Among the spectators at this first screening was Eduardo Jimeno Peromarta, an eboniste born in Zaragoza in 1846, and his son Eduardo Jimeno Correas, born in 1870. Travelling showmen who combined panorama, automata and later cinema in their displays, the Jimenos ran a permanent waxwork booth and miniature theatre called Salon Meravillas in Glorieta Square, Bilbao. 1896 was an important year for the family, as Eduardo Jimeno Correas would leave the largest theatre in Zaragoza to tour Spain with his father's Travelling Panoramic Exhibition.
The magic and novelty of moving pictures entranced the Jimenos who were keen to incorporate this new invention in their show. After an unsuccessful tour using a projector (more expensive but less satisfactory than the Cinématographe) purchased from Vernée in Paris, Jimeno Permarta travelled to the Lumières' own factory in Lyon in 1896 to purchase the genuine device. Their first screening with a Lumière projector took place before an audience of two hundred in Burgos in September 1896, followed by performances in Seville, Corunna and, on 15 December, at the Napoleon Photographic Studio, Barcelona.

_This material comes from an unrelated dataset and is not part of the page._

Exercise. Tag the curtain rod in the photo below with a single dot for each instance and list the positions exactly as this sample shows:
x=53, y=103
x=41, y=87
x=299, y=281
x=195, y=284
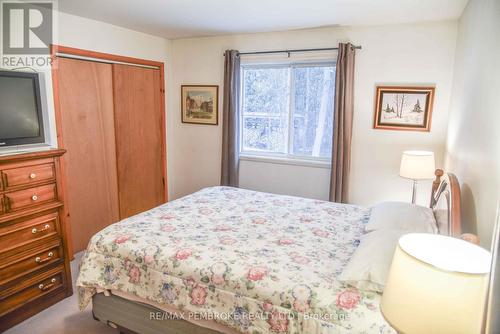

However, it was in his native Zaragoza in October 1896 that Jimeno Correras made what is believed to be the first Spanish film, a Lumière-style 'short' entitled Salida de Misa de Doce del Pilar de Zaragoza ('Exit from the Midday Mass at the Virgin of the Pillar, Zaragoza'). The historic film was first shown in the town where it was made on 11 October 1896. An original print is included with the outfit offered here. The sequence was filmed again the following Sunday, 18 October, and projected with the same the camera - presumbably Cinématographe No. 212 - using a projection stand and a standard lamphouse for the light source.
The Jimenos' Salon Meravillas, relocated and re-named the Jimenographe, became the first permanent cinema in Spain. In 1899 the Jimeongraphe became the Palacio de Proyecciones Animadas and, after various name and address changes, it continues in business today as the Proyecciones Cinesa at 136 Fuencarral, Madrid - ten doors away from its location a century earlier. Of more than twenty-six cinemas listed in Madrid in 1907, many were operated by the Jimenos, whose example was to inspire other pioneers in the fledgling Spanish film industry.
The films offered in this lot are mainly from the Lumière catalogue on Lumière perforated stock dating between 1895-1900. Of the two cameras, Cinématographe No. 212 was probably purchased first and used as both camera and projector until Cinématographe No. 246 was acquired for filming, which may account for the greater wear on the earlier camera. The serial numbers of both cameras indicate manufacture in 1896.
Jimeno Correas is shown with a Cinématographe (apprently one of the two offered here) in Vidal (p. 226).